Проклятая игра

22
18
20
22
24
26
28
30

— Разве я не предупреждал тебя, что это может стать обременительным?

— Я все брошу. Стану святым, если хочешь. Это удовлетворит тебя?

— Как только ты умрешь, пилигрим, — ответил Европеец.

— Нет.

— Ты и я, вместе.

— Я умру в свой срок, — возразил Уайтхед. — Не в твой.

— Ты не захочешь уходить один.

Призраки позади Европейца становились все беспокойнее. Пар бурлил вокруг них.

— Я никуда не ухожу, — сказал Уайтхед.

Ему показалось, что он различает лица в клубах пара.

«Возможно, дерзить не слишком мудро», — подумал он.

— Но в чем вред?.. — пробормотал он, запнувшись на полуслове.

Свет в сауне мерк. Глаза Мамолиана сверкали в сгущавшемся мраке, а из его горла заструился свет, окрашивая воздух. Призраки с каждой секундой становились все плотнее, вбирая в себя субстанцию этого сияния.

— Остановись! — взмолился Уайтхед, но попытка была напрасной.

Сауна исчезала. Пар извергал тех, кто скрывался в нем. Уайтхед ощущал их колющие взгляды и только сейчас почувствовал себя обнаженным. Он потянулся за полотенцем; когда он встал, Мамолиан исчез. Джо прикрыл полотенцем пах. Он слышал, как призраки из темноты хихикали над его грудью и сморщенными гениталиями, над нелепостью старого тела. Они помнили Уайтхеда в те времена, когда его грудь была широкой, гениталии вызывали зависть, а тело — весьма впечатляющим, в одежде и без нее.
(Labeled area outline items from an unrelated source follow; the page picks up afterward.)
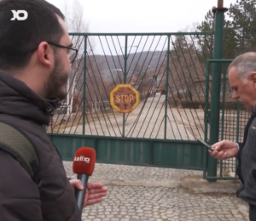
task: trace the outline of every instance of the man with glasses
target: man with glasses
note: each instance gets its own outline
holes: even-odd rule
[[[27,19],[12,20],[13,10],[26,10]],[[77,54],[58,8],[44,0],[0,1],[0,122],[28,139],[39,162],[35,182],[16,156],[0,145],[0,220],[81,220],[73,192],[83,188],[81,183],[67,179],[42,127],[49,125],[50,115],[66,98]],[[87,187],[84,206],[107,195],[101,184]]]

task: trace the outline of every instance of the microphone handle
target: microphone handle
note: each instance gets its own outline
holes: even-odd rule
[[[82,185],[84,186],[82,190],[79,190],[79,189],[75,190],[75,198],[78,202],[79,211],[82,213],[89,176],[86,174],[78,174],[78,179],[81,180]]]

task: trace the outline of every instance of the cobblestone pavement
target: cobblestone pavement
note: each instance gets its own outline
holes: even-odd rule
[[[64,162],[68,176],[72,162]],[[247,207],[235,194],[196,194],[180,186],[181,178],[201,172],[96,164],[90,181],[102,182],[108,194],[85,207],[83,221],[248,220]]]

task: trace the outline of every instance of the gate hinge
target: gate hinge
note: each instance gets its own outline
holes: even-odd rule
[[[211,110],[207,110],[206,111],[206,118],[207,118],[207,122],[210,123],[210,122],[211,122]]]

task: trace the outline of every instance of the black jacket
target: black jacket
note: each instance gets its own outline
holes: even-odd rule
[[[239,144],[236,173],[242,183],[236,196],[256,205],[256,105],[245,128],[243,142]]]
[[[43,128],[55,108],[55,102],[43,99],[0,71],[0,121],[11,122],[29,137],[39,161],[38,185],[12,156],[0,150],[1,221],[81,220],[62,161]]]

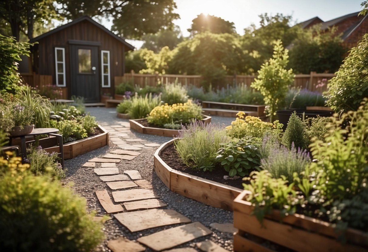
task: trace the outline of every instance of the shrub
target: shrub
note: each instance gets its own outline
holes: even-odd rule
[[[167,103],[155,108],[147,118],[147,121],[159,126],[169,123],[185,124],[193,119],[202,119],[202,107],[191,100],[184,104],[169,105]]]
[[[297,148],[306,149],[308,142],[305,133],[305,125],[294,111],[289,119],[282,143],[290,150],[293,143]]]
[[[229,176],[248,175],[248,171],[258,168],[260,164],[260,155],[254,139],[245,138],[231,139],[221,144],[216,160],[220,162]]]
[[[186,102],[188,96],[187,90],[178,83],[177,79],[175,83],[167,84],[164,86],[161,98],[166,103],[171,105]]]
[[[327,105],[336,112],[356,110],[368,97],[368,34],[350,51],[327,85]]]
[[[192,122],[179,133],[181,139],[174,141],[175,148],[187,166],[212,171],[220,144],[229,140],[223,127],[202,122]]]
[[[4,251],[89,251],[103,238],[86,201],[57,181],[35,176],[20,158],[0,157],[0,244]]]

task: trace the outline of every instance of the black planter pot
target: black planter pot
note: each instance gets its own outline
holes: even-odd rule
[[[316,117],[317,116],[327,117],[332,115],[332,111],[326,110],[307,110],[305,109],[287,109],[286,110],[279,110],[276,111],[279,121],[284,125],[283,128],[284,131],[286,129],[287,126],[287,122],[289,121],[289,118],[294,111],[296,111],[297,115],[300,118],[305,119],[308,118]]]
— Мамолиан… — прошептал он в надежде, что Европеец еще может отменить эту напасть, прежде чем она выйдет из-под контроля.

Но никто не отозвался на призыв.

Он неуверенно шагнул к двери по скользким кафельным плитам. Если Европеец удалился, надо просто выйти отсюда, найти Штрауса и комнату, где можно укрыться. Но призраки еще не закончили с ним. Сгустившийся до синевы пар немного приподнялся, и в его глубине что-то замерцало. Вначале Уайтхед не мог ничего разобрать: смутная белизна, мелькающая, как снежные хлопья.
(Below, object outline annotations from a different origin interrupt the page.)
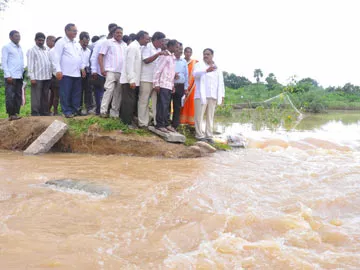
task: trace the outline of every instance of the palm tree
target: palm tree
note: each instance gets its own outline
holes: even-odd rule
[[[254,78],[256,78],[257,83],[260,82],[260,78],[262,78],[263,76],[264,76],[264,74],[262,73],[260,68],[257,68],[254,70]]]

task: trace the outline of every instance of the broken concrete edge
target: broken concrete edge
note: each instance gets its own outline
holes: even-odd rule
[[[47,153],[68,130],[68,125],[54,120],[47,129],[24,151],[24,155]]]
[[[164,133],[153,126],[149,126],[148,129],[151,132],[155,133],[156,135],[160,136],[162,139],[164,139],[167,142],[185,143],[186,141],[186,137],[178,132]]]

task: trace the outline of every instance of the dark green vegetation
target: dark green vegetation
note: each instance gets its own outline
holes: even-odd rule
[[[144,129],[129,129],[127,125],[115,118],[100,118],[91,116],[87,118],[72,118],[66,120],[70,127],[70,132],[81,135],[93,131],[112,131],[118,130],[124,134],[149,135],[150,131]]]
[[[347,83],[342,87],[324,88],[312,78],[297,81],[294,77],[291,78],[288,85],[284,86],[277,81],[273,73],[265,78],[265,82],[261,82],[262,77],[263,73],[260,69],[254,71],[257,83],[251,83],[245,77],[224,72],[225,104],[240,105],[241,108],[273,107],[272,102],[263,103],[263,101],[286,93],[295,107],[302,112],[318,113],[336,109],[360,110],[360,86]],[[273,102],[279,103],[279,100],[275,99]],[[220,115],[226,115],[223,111],[224,109],[218,109]]]

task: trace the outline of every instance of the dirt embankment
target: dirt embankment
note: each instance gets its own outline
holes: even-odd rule
[[[63,120],[62,117],[26,117],[16,121],[0,119],[0,149],[25,150],[55,119]],[[201,156],[193,147],[167,143],[156,135],[140,136],[118,131],[89,131],[81,136],[68,131],[52,151],[167,158]]]

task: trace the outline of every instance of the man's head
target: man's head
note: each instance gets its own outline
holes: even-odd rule
[[[205,63],[211,63],[214,57],[214,51],[210,48],[206,48],[203,51],[203,57],[204,57],[204,62]]]
[[[140,43],[141,46],[146,46],[146,44],[150,42],[149,33],[142,30],[136,34],[135,39]]]
[[[65,26],[65,35],[66,35],[70,40],[74,40],[74,38],[76,38],[77,28],[76,28],[75,24],[73,24],[73,23],[68,23],[68,24]]]
[[[16,30],[12,30],[9,33],[9,38],[15,44],[19,44],[19,42],[20,42],[20,33],[18,31],[16,31]]]
[[[117,24],[116,24],[116,23],[110,23],[110,24],[108,25],[109,33],[111,33],[111,32],[114,30],[114,28],[116,28],[116,27],[117,27]]]
[[[181,42],[178,42],[178,48],[177,48],[177,50],[176,50],[176,52],[175,52],[175,57],[176,57],[177,59],[179,59],[179,58],[181,57],[181,55],[182,55],[182,50],[183,50],[182,43],[181,43]]]
[[[100,39],[99,36],[93,36],[93,37],[91,38],[91,43],[95,43],[95,42],[98,41],[99,39]]]
[[[43,48],[45,44],[45,35],[41,32],[35,34],[36,46]]]
[[[161,49],[166,38],[164,33],[155,32],[151,38],[151,41],[156,49]]]
[[[178,48],[178,42],[175,39],[169,40],[167,44],[168,51],[171,53],[175,53],[177,51],[177,48]]]
[[[186,47],[184,50],[184,55],[186,60],[190,60],[192,56],[192,49],[190,47]]]
[[[54,36],[47,36],[46,38],[46,46],[48,46],[50,49],[55,46],[55,37]]]
[[[116,26],[116,28],[113,29],[113,38],[120,42],[122,40],[123,30],[120,26]]]
[[[89,45],[90,35],[88,32],[81,32],[79,36],[79,43],[83,49]]]

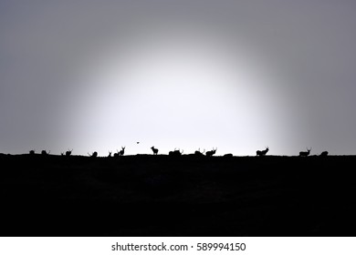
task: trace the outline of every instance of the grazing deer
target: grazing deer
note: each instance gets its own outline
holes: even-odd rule
[[[48,155],[49,154],[49,152],[51,152],[50,150],[48,151],[48,152],[47,152],[45,149],[43,149],[42,151],[41,151],[41,155]]]
[[[119,151],[119,156],[123,156],[124,153],[125,153],[125,147],[121,146],[121,150]]]
[[[212,150],[206,151],[206,153],[205,153],[206,157],[212,157],[214,154],[215,154],[216,149],[217,149],[217,148],[215,149],[214,149],[214,148],[213,148]]]
[[[320,157],[327,157],[328,154],[329,154],[328,151],[323,151],[323,152],[321,152]]]
[[[194,155],[201,157],[201,156],[204,156],[204,153],[205,153],[205,149],[204,149],[204,151],[201,152],[200,148],[199,148],[198,150],[195,150]]]
[[[170,156],[181,156],[183,154],[183,150],[181,150],[178,148],[176,149],[176,148],[174,148],[174,150],[173,151],[170,151],[168,155]]]
[[[256,152],[256,156],[265,156],[268,152],[269,148],[268,147],[266,148],[264,150],[257,150]]]
[[[94,151],[93,153],[91,153],[91,155],[88,152],[88,155],[89,155],[90,158],[97,158],[97,157],[98,157],[98,152]]]
[[[66,151],[66,156],[69,157],[72,154],[73,148]]]
[[[153,155],[157,155],[158,154],[158,148],[155,148],[154,146],[152,146],[151,148],[151,149],[153,151]]]
[[[307,148],[307,151],[300,151],[299,156],[307,157],[310,154],[310,150],[311,150],[311,148],[310,148],[310,149]]]
[[[231,158],[231,157],[233,157],[233,154],[232,153],[227,153],[227,154],[225,154],[224,157]]]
Затем из ниоткуда подул легкий ветер. Он принадлежал прошлому, как и этот запах. Пахло пеплом и кирпичной пылью; грязными людскими телами, не мытыми десятки дней; горелым волосом и злостью. Но среди этих запахов струился еще один. Когда Джо почувствовал его, он понял, что означало мерцание в воздухе. Он снял полотенце с бедер и закрыл им глаза; слезы и мольбы полились потоком.

Но призраки сжались в ничто, неся с собой запах лепестков.